Selon le Conseil des ministres, depuis son lancement, le microcrédit Alafia a suscité un véritable engouement auprès des bénéficiaires. Au 31 août 2025, le rapport d’exécution fait état de 47,4 milliards FCFA déjà décaissés sous forme de crédits allant de 30.000 à 100.000 FCFA. Ces financements ont contribué à soutenir de nombreuses activités génératrices de revenus et à renforcer l’autonomie économique des bénéficiaires, en majorité des femmes et des jeunes. A la suite des préoccupations exprimées par les bénéficiaires et tenant compte des réalités actuelles du marché, le gouvernement a décidé d’augmenter le plafond des prêts. Désormais, il sera possible d’obtenir un crédit de 200.000 FCFA, remboursable sur 12 mois avec un taux d’intérêt plafonné à 8% l’an (soit 4% pour 6 mois).

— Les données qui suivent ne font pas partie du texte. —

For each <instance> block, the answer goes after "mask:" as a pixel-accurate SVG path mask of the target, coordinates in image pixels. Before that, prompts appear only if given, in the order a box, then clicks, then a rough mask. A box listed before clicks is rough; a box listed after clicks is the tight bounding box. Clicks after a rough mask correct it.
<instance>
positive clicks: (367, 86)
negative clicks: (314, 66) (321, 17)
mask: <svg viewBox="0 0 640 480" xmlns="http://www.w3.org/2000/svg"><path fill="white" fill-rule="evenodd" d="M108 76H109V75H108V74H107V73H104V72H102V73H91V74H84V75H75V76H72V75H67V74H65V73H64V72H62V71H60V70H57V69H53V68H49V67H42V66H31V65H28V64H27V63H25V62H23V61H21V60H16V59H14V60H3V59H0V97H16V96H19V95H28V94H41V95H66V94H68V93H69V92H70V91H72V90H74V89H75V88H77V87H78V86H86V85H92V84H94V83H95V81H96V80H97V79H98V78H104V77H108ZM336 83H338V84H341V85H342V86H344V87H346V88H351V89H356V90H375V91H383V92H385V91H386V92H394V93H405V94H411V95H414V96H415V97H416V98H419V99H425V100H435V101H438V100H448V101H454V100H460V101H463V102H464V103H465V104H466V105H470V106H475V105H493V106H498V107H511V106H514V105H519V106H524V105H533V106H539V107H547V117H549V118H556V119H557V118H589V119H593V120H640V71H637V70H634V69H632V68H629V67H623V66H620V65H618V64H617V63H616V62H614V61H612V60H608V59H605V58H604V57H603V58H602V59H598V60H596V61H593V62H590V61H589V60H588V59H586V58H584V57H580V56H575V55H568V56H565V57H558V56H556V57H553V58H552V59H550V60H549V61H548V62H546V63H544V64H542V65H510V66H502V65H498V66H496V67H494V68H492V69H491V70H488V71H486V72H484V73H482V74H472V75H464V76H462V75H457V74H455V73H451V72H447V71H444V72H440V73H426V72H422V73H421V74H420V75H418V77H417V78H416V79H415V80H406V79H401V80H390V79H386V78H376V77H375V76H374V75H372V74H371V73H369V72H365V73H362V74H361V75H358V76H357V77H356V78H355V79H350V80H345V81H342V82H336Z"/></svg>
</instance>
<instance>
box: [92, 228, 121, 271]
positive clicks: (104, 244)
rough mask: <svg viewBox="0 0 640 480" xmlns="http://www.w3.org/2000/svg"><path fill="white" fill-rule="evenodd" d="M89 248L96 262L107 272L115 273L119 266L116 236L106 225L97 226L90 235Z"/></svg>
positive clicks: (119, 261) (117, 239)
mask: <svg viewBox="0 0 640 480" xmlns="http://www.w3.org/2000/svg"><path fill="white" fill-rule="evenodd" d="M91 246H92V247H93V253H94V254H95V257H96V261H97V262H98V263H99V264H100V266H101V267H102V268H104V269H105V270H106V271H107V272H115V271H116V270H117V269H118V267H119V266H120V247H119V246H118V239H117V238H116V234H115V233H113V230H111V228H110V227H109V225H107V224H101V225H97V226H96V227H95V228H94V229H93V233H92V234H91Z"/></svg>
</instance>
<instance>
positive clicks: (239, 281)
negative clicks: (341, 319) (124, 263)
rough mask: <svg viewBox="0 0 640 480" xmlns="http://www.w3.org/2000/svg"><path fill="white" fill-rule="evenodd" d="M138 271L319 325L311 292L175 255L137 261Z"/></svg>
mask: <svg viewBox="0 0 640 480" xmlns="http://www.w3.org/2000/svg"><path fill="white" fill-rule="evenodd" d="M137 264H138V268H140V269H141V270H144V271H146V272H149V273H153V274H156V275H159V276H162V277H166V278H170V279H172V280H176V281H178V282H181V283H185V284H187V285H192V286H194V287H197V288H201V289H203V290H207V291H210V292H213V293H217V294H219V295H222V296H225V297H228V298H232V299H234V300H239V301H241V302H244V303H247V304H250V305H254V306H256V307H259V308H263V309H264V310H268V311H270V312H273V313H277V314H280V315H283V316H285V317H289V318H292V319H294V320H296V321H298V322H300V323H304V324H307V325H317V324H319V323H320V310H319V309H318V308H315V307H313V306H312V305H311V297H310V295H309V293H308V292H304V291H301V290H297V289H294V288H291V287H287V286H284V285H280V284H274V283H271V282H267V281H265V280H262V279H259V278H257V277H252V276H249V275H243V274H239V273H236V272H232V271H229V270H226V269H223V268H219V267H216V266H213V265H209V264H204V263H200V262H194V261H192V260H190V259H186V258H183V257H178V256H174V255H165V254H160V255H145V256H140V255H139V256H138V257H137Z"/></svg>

Cette évolution marque une volonté claire d’offrir aux bénéficiaires une capacité d’investissement plus conséquente et mieux adaptée à leurs projets. Afin d’accroître l’efficacité du dispositif et d’atteindre un plus grand nombre de demandeurs, le gouvernement a également décidé d’élargir le réseau des Systèmes financiers décentralisés (SFD) partenaires. Aux 14 structures déjà impliquées, viendront s’ajouter 6 nouveaux SFD, portant ainsi le total à 20. Cette mesure permettra de renforcer la proximité du service et d’élargir la couverture géographique du programme. Autre nouveauté, le taux de la prime d’assurance appliqué aux crédits connaît une baisse significative. Fixé auparavant à 1,2%, il passe désormais à 0,35% du montant du crédit pour toutes les phases du programme. Ce réajustement vise à alléger encore davantage les charges des bénéficiaires et à rendre le microcrédit plus attractif.